The success of massive scale-out storage systems — Amazon is storing over 1 trillion objects — has thrown a harsh light on legacy enterprise storage. Expensive, inflexible, under-utilized data silos from EMC and others are not what data intensive enterprises need or — increasingly — can afford.
Can enterprise storage be saved?
Enterprise scale-out — private cloud — storage exists, but there's a problem: The investment in the hardware, software and operational changes is all upfront. The payback takes years, and C-level execs are right to be skeptical.
A better solution would enable companies to keep using what they have while enabling them to start using commodity storage servers instead of proprietary systems. Which is what Primary Data intends to do.
Primary Data's idea is to provide a scale-out metadata service that gives centralized control and management, while staying out of the data path; a single enterprise name space with many data paths for performance.
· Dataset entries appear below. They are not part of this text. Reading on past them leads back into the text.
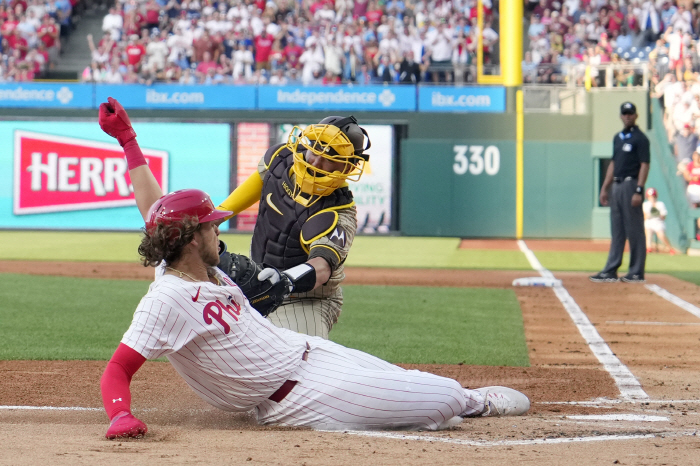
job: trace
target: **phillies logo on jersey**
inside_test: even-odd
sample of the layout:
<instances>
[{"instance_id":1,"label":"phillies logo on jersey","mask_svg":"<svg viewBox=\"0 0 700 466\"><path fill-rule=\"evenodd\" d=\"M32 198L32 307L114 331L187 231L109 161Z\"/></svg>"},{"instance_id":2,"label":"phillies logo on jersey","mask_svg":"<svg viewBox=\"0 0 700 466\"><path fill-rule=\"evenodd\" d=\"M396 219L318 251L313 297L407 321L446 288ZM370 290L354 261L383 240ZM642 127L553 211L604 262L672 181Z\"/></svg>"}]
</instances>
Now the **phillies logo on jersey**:
<instances>
[{"instance_id":1,"label":"phillies logo on jersey","mask_svg":"<svg viewBox=\"0 0 700 466\"><path fill-rule=\"evenodd\" d=\"M204 306L204 311L202 311L202 316L204 317L204 322L207 325L211 325L212 322L217 321L221 328L224 330L224 334L228 335L231 331L231 326L224 320L224 312L233 317L233 320L238 322L238 316L241 315L241 306L238 305L236 301L229 297L229 302L231 304L224 304L218 299L207 303Z\"/></svg>"},{"instance_id":2,"label":"phillies logo on jersey","mask_svg":"<svg viewBox=\"0 0 700 466\"><path fill-rule=\"evenodd\" d=\"M15 215L136 205L118 144L17 130L14 150ZM143 155L168 192L168 153Z\"/></svg>"}]
</instances>

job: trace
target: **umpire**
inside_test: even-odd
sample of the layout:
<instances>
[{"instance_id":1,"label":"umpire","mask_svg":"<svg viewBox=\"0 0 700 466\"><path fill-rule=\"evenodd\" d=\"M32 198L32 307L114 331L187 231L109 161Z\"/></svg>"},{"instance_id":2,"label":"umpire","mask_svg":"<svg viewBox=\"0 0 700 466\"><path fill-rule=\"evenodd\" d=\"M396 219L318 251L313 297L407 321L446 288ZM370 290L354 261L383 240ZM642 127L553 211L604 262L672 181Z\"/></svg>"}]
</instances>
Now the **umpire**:
<instances>
[{"instance_id":1,"label":"umpire","mask_svg":"<svg viewBox=\"0 0 700 466\"><path fill-rule=\"evenodd\" d=\"M590 279L593 282L616 282L625 241L629 240L630 266L621 280L644 283L646 242L642 200L644 183L649 174L649 139L636 125L637 108L633 103L622 104L620 119L625 127L613 139L612 161L600 188L600 204L610 205L610 252L605 268ZM608 200L610 185L612 190Z\"/></svg>"}]
</instances>

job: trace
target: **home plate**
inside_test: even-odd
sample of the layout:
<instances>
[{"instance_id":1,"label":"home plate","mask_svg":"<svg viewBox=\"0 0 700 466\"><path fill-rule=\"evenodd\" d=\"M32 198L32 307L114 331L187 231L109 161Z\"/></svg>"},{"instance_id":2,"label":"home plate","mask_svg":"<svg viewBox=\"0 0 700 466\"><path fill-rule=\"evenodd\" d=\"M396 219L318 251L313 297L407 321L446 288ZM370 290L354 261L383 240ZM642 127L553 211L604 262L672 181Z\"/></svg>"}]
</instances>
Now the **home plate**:
<instances>
[{"instance_id":1,"label":"home plate","mask_svg":"<svg viewBox=\"0 0 700 466\"><path fill-rule=\"evenodd\" d=\"M664 416L646 416L644 414L588 414L566 416L577 421L635 421L635 422L667 422Z\"/></svg>"},{"instance_id":2,"label":"home plate","mask_svg":"<svg viewBox=\"0 0 700 466\"><path fill-rule=\"evenodd\" d=\"M550 277L526 277L513 280L513 286L561 286L561 280Z\"/></svg>"}]
</instances>

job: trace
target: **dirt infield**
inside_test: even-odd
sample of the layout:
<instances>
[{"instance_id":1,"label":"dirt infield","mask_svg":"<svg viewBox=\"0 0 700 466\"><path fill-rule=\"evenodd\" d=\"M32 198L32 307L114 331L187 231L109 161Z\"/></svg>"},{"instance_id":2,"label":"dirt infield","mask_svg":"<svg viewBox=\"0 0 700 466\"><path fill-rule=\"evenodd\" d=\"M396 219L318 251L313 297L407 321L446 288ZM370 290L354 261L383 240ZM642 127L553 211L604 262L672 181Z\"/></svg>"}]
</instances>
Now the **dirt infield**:
<instances>
[{"instance_id":1,"label":"dirt infield","mask_svg":"<svg viewBox=\"0 0 700 466\"><path fill-rule=\"evenodd\" d=\"M605 239L529 239L527 247L532 251L567 251L567 252L608 252L610 240ZM500 249L518 251L518 242L514 239L463 239L460 249ZM625 244L629 252L629 245Z\"/></svg>"},{"instance_id":2,"label":"dirt infield","mask_svg":"<svg viewBox=\"0 0 700 466\"><path fill-rule=\"evenodd\" d=\"M528 245L535 249L530 242ZM19 261L0 261L0 272L136 280L150 280L153 273L136 264ZM428 273L349 268L346 283L510 288L514 278L532 275L523 271ZM249 415L211 408L168 363L148 362L132 386L134 412L149 425L149 435L142 440L110 442L103 437L106 417L99 393L104 362L0 361L1 406L92 409L0 410L0 435L4 437L0 464L311 466L517 461L579 465L696 461L694 433L700 425L700 403L692 400L700 401L700 319L643 285L592 284L579 273L556 276L612 352L640 381L650 397L647 404L620 402L613 378L593 356L551 289L516 287L531 367L406 367L453 377L468 387L498 384L521 390L533 401L528 416L473 419L438 433L384 432L375 436L265 428L255 425ZM665 275L650 274L647 279L689 303L700 304L700 287ZM571 417L613 414L656 418L620 421ZM652 419L656 422L650 422Z\"/></svg>"}]
</instances>

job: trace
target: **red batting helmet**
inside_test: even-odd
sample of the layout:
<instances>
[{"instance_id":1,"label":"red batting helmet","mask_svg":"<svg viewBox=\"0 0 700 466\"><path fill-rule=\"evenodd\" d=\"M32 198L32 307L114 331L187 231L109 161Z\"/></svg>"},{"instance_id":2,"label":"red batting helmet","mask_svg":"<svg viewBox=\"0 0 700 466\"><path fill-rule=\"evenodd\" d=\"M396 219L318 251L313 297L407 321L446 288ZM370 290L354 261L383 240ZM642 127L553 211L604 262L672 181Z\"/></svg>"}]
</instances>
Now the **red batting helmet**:
<instances>
[{"instance_id":1,"label":"red batting helmet","mask_svg":"<svg viewBox=\"0 0 700 466\"><path fill-rule=\"evenodd\" d=\"M656 190L654 188L647 189L647 197L651 197L651 196L654 196L654 197L657 196Z\"/></svg>"},{"instance_id":2,"label":"red batting helmet","mask_svg":"<svg viewBox=\"0 0 700 466\"><path fill-rule=\"evenodd\" d=\"M233 212L216 210L209 195L199 189L181 189L166 194L148 209L146 229L152 231L157 225L175 223L186 217L197 218L199 223L223 220Z\"/></svg>"}]
</instances>

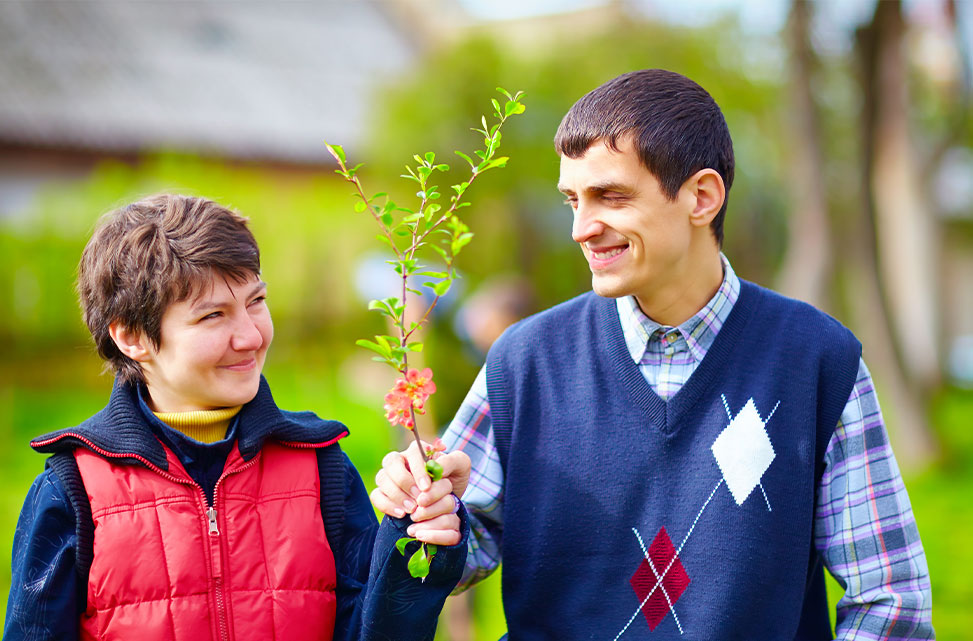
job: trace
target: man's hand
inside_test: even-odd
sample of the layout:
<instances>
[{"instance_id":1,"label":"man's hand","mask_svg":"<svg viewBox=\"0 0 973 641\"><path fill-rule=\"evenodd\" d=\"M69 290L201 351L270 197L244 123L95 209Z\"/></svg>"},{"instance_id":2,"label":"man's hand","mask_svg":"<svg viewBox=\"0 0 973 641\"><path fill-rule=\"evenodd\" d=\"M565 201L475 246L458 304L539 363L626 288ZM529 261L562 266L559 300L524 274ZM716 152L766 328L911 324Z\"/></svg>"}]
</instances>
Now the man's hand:
<instances>
[{"instance_id":1,"label":"man's hand","mask_svg":"<svg viewBox=\"0 0 973 641\"><path fill-rule=\"evenodd\" d=\"M443 466L443 477L435 482L415 443L404 452L389 452L375 476L372 503L389 516L412 515L409 536L436 545L456 545L461 538L457 497L463 496L470 480L470 457L457 451L434 458Z\"/></svg>"}]
</instances>

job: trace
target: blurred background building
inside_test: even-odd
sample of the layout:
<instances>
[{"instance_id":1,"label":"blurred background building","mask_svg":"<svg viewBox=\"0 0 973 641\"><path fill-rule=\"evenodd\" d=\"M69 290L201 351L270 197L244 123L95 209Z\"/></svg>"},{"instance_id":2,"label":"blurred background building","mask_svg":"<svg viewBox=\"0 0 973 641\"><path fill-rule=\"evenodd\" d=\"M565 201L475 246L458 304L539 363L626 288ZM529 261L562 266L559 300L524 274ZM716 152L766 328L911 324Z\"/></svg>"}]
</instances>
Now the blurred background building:
<instances>
[{"instance_id":1,"label":"blurred background building","mask_svg":"<svg viewBox=\"0 0 973 641\"><path fill-rule=\"evenodd\" d=\"M381 413L388 376L354 347L381 329L359 282L381 258L323 140L366 162L371 191L407 199L396 176L412 154L469 151L493 88L527 92L527 113L504 134L508 169L471 192L464 285L425 341L440 390L431 432L498 324L589 288L551 140L578 97L646 67L692 77L726 114L737 178L724 250L737 272L862 339L928 551L934 622L940 638L964 638L973 3L963 0L0 2L0 548L43 465L29 437L81 420L110 388L73 293L100 214L170 190L249 216L278 327L266 367L278 400L349 424L347 449L370 483L398 437ZM497 638L497 586L453 606L443 638Z\"/></svg>"}]
</instances>

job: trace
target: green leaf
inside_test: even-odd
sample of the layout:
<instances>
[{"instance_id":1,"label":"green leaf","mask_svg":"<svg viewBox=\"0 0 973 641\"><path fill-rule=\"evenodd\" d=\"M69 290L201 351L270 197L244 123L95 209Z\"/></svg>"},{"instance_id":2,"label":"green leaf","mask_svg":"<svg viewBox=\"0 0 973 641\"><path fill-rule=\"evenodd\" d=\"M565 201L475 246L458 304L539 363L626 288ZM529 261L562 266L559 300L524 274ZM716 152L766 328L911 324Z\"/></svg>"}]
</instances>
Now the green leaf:
<instances>
[{"instance_id":1,"label":"green leaf","mask_svg":"<svg viewBox=\"0 0 973 641\"><path fill-rule=\"evenodd\" d=\"M409 559L409 574L417 579L429 576L430 562L431 560L426 556L426 546L419 546L419 549Z\"/></svg>"},{"instance_id":2,"label":"green leaf","mask_svg":"<svg viewBox=\"0 0 973 641\"><path fill-rule=\"evenodd\" d=\"M466 154L464 154L462 151L457 151L456 155L462 158L463 160L465 160L466 162L470 163L470 167L476 167L476 163L473 162L473 159L467 156ZM455 189L455 187L456 186L454 185L453 188Z\"/></svg>"},{"instance_id":3,"label":"green leaf","mask_svg":"<svg viewBox=\"0 0 973 641\"><path fill-rule=\"evenodd\" d=\"M368 205L363 200L355 201L355 213L362 213L368 208Z\"/></svg>"},{"instance_id":4,"label":"green leaf","mask_svg":"<svg viewBox=\"0 0 973 641\"><path fill-rule=\"evenodd\" d=\"M497 116L499 116L500 113L501 113L500 112L500 101L497 100L496 98L490 98L490 104L493 105L493 113L495 113L495 114L497 114Z\"/></svg>"},{"instance_id":5,"label":"green leaf","mask_svg":"<svg viewBox=\"0 0 973 641\"><path fill-rule=\"evenodd\" d=\"M443 466L439 461L426 461L426 473L429 474L429 478L438 481L443 478Z\"/></svg>"},{"instance_id":6,"label":"green leaf","mask_svg":"<svg viewBox=\"0 0 973 641\"><path fill-rule=\"evenodd\" d=\"M510 160L508 156L501 156L500 158L494 158L490 162L486 163L485 166L481 167L480 171L486 171L487 169L493 169L494 167L506 167L508 160Z\"/></svg>"},{"instance_id":7,"label":"green leaf","mask_svg":"<svg viewBox=\"0 0 973 641\"><path fill-rule=\"evenodd\" d=\"M395 549L399 551L399 554L405 556L405 546L409 545L415 541L411 536L403 536L401 539L395 542Z\"/></svg>"},{"instance_id":8,"label":"green leaf","mask_svg":"<svg viewBox=\"0 0 973 641\"><path fill-rule=\"evenodd\" d=\"M334 156L336 160L344 164L345 150L341 147L341 145L329 145L328 143L324 143L324 146L328 148L328 152Z\"/></svg>"},{"instance_id":9,"label":"green leaf","mask_svg":"<svg viewBox=\"0 0 973 641\"><path fill-rule=\"evenodd\" d=\"M503 87L497 87L497 91L502 93L504 96L506 96L507 100L513 100L513 96L510 95L510 92L504 89Z\"/></svg>"},{"instance_id":10,"label":"green leaf","mask_svg":"<svg viewBox=\"0 0 973 641\"><path fill-rule=\"evenodd\" d=\"M436 165L436 169L438 169L439 171L449 171L449 165L447 165L446 163L439 163L438 165Z\"/></svg>"},{"instance_id":11,"label":"green leaf","mask_svg":"<svg viewBox=\"0 0 973 641\"><path fill-rule=\"evenodd\" d=\"M421 212L418 214L409 214L408 216L402 219L402 222L405 224L414 223L420 218L422 218L422 216L423 214Z\"/></svg>"},{"instance_id":12,"label":"green leaf","mask_svg":"<svg viewBox=\"0 0 973 641\"><path fill-rule=\"evenodd\" d=\"M412 352L421 352L422 351L422 343L418 343L418 342L416 342L416 343L409 343L409 351L412 351Z\"/></svg>"},{"instance_id":13,"label":"green leaf","mask_svg":"<svg viewBox=\"0 0 973 641\"><path fill-rule=\"evenodd\" d=\"M429 558L430 559L432 559L432 557L436 556L436 550L438 550L438 549L439 548L436 547L435 545L433 545L432 543L426 543L426 553L429 554Z\"/></svg>"},{"instance_id":14,"label":"green leaf","mask_svg":"<svg viewBox=\"0 0 973 641\"><path fill-rule=\"evenodd\" d=\"M384 214L382 214L382 216L381 216L381 221L382 221L382 224L383 224L383 225L385 225L386 227L391 227L391 225L392 225L392 220L393 220L393 219L392 219L392 214L390 214L390 213L388 213L388 212L385 212L385 213L384 213Z\"/></svg>"},{"instance_id":15,"label":"green leaf","mask_svg":"<svg viewBox=\"0 0 973 641\"><path fill-rule=\"evenodd\" d=\"M467 241L469 242L469 241ZM453 252L456 253L456 252ZM436 292L436 296L444 296L446 292L449 291L449 286L452 285L452 281L445 278L438 283L426 283L429 287L432 287L432 291Z\"/></svg>"},{"instance_id":16,"label":"green leaf","mask_svg":"<svg viewBox=\"0 0 973 641\"><path fill-rule=\"evenodd\" d=\"M388 236L386 236L386 235L384 235L384 234L378 234L378 235L376 235L376 236L375 236L375 238L377 238L377 239L379 239L380 241L382 241L383 243L385 243L385 244L386 244L386 245L388 245L389 247L391 247L391 246L392 246L392 241L391 241L391 240L389 240L389 239L388 239Z\"/></svg>"},{"instance_id":17,"label":"green leaf","mask_svg":"<svg viewBox=\"0 0 973 641\"><path fill-rule=\"evenodd\" d=\"M506 105L504 105L504 108L503 108L504 115L506 117L508 117L508 118L510 116L513 116L513 115L516 115L516 114L522 114L526 110L527 110L527 107L525 107L524 105L522 105L521 103L519 103L519 102L517 102L515 100L511 100Z\"/></svg>"},{"instance_id":18,"label":"green leaf","mask_svg":"<svg viewBox=\"0 0 973 641\"><path fill-rule=\"evenodd\" d=\"M378 343L373 343L372 341L365 340L364 338L359 338L357 341L355 341L355 345L364 347L365 349L370 349L376 354L378 354L379 356L383 356L385 358L389 358L390 356L392 356L392 351L389 349L388 345L382 346L379 345Z\"/></svg>"},{"instance_id":19,"label":"green leaf","mask_svg":"<svg viewBox=\"0 0 973 641\"><path fill-rule=\"evenodd\" d=\"M429 163L430 165L433 164L434 162L436 162L436 154L434 154L431 151L427 151L426 152L426 162Z\"/></svg>"},{"instance_id":20,"label":"green leaf","mask_svg":"<svg viewBox=\"0 0 973 641\"><path fill-rule=\"evenodd\" d=\"M428 276L429 278L446 278L449 276L446 272L418 272L419 276Z\"/></svg>"}]
</instances>

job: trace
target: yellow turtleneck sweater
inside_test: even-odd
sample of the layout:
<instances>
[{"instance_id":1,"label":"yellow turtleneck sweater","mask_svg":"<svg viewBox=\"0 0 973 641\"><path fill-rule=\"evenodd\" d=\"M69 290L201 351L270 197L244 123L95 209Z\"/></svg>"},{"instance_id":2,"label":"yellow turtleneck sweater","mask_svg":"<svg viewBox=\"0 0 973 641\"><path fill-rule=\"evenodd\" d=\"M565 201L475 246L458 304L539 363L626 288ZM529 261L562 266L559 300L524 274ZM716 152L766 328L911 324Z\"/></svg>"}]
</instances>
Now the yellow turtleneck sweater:
<instances>
[{"instance_id":1,"label":"yellow turtleneck sweater","mask_svg":"<svg viewBox=\"0 0 973 641\"><path fill-rule=\"evenodd\" d=\"M226 438L230 421L242 405L218 410L193 410L190 412L152 412L156 418L200 443L215 443Z\"/></svg>"}]
</instances>

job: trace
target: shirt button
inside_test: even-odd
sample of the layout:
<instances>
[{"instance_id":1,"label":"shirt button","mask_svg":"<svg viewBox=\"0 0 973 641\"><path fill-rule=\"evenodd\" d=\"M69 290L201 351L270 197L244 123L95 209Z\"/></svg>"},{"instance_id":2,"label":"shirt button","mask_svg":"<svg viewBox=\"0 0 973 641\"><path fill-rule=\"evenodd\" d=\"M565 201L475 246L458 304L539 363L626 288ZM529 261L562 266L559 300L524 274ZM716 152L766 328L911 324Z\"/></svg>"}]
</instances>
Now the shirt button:
<instances>
[{"instance_id":1,"label":"shirt button","mask_svg":"<svg viewBox=\"0 0 973 641\"><path fill-rule=\"evenodd\" d=\"M675 334L669 334L668 336L666 336L666 340L669 341L670 343L675 343L676 342L676 335Z\"/></svg>"}]
</instances>

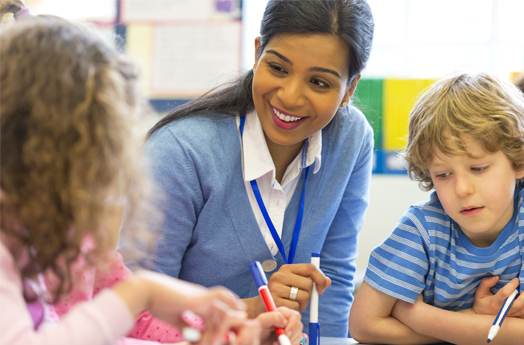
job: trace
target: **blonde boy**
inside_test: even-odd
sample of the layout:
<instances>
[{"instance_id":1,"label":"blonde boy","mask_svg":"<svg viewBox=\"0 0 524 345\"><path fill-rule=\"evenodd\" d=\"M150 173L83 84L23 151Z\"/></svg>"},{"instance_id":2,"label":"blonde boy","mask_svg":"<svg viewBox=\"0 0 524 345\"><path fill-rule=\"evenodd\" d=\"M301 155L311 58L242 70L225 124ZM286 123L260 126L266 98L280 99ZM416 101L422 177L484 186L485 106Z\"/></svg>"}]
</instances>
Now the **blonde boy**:
<instances>
[{"instance_id":1,"label":"blonde boy","mask_svg":"<svg viewBox=\"0 0 524 345\"><path fill-rule=\"evenodd\" d=\"M350 320L360 342L485 344L524 291L524 97L488 74L452 74L413 108L404 152L431 199L370 256ZM524 344L524 295L492 344Z\"/></svg>"}]
</instances>

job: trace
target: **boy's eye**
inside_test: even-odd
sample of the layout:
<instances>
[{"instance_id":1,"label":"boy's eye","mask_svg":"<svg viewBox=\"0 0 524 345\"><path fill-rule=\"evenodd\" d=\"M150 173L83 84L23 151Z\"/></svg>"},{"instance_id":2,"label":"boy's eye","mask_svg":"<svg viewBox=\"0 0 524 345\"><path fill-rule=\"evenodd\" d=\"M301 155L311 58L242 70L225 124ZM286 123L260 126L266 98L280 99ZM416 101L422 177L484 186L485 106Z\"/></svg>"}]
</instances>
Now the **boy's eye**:
<instances>
[{"instance_id":1,"label":"boy's eye","mask_svg":"<svg viewBox=\"0 0 524 345\"><path fill-rule=\"evenodd\" d=\"M488 167L472 167L471 170L475 171L475 172L481 172L481 171L484 171L486 170Z\"/></svg>"},{"instance_id":2,"label":"boy's eye","mask_svg":"<svg viewBox=\"0 0 524 345\"><path fill-rule=\"evenodd\" d=\"M447 172L447 173L436 174L435 176L436 176L437 178L444 179L444 178L448 177L450 174L451 174L451 173L448 173L448 172Z\"/></svg>"}]
</instances>

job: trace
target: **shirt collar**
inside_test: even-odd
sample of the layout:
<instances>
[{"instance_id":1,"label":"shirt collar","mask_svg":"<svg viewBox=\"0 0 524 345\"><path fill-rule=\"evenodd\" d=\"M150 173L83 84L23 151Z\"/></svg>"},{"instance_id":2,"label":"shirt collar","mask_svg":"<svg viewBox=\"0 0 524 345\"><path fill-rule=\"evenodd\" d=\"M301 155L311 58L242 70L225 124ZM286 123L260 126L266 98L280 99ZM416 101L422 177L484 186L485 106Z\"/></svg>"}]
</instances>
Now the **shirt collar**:
<instances>
[{"instance_id":1,"label":"shirt collar","mask_svg":"<svg viewBox=\"0 0 524 345\"><path fill-rule=\"evenodd\" d=\"M244 180L255 180L269 172L273 172L275 177L275 165L266 139L262 124L258 119L256 111L246 115L243 133L243 162L244 162ZM299 152L301 159L298 168L305 168L315 163L313 173L320 169L322 151L322 131L311 135L305 142L304 147ZM293 164L293 163L292 163Z\"/></svg>"}]
</instances>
As co-founder and CTO David Flynn described the storage management problem Monday:
Separating the control channel from the data channel — pulling the metadata out from amongst the data — the metadata that describes the files, directories, access control and other things is today commingled with the data objects. Therefore the data object has no identity that is consistent as that data object gets stored on different systems. Move that object and it becomes a different object and you're stuck managing multiple copies...
The metadata service essentially turns all files into objects whether they are written as blocks, files or objects. Look up the file you want on the metadata service, get its location, and access it directly.
Centralizing control makes all kinds of sense. Rarely used files — most of them — can be moved to cheap storage. I/O intensive data can be moved to SSDs. Critical data can be replicated multiple times and across geographies.
Disaster recovery and backup are simplified because enterprise-wide snapshot policies ensure that data is protected and available. The snapshot layer is not in the data path, so it's fast and painless.
What if the metadata service blows up? All the data is still there and accessible by individual servers, just as in today's infrastructures. You lose the global namespace, which can be rebuilt by reading object metadata, not your data.
The Storage Bits take
David Flynn and Rick White — the founders of Fusion-io and Primary Data — are back with another big idea. Primary Data is a much bigger idea than PCI flash cards, and the payback won't be as quick.
By using existing storage assets though, PD has removed one of the big obstacles to modernizing enterprise storage. Firms can start small, try out the technology, train some people, validate the payback and then extend its use.
The RAID array has had a great 25-year run. But as Google, Amazon, Microsoft and others have shown, the future belongs to scale-out storage. Primary Data may have the key that unlocks it for the enterprise.
Courteous comments welcome, of course.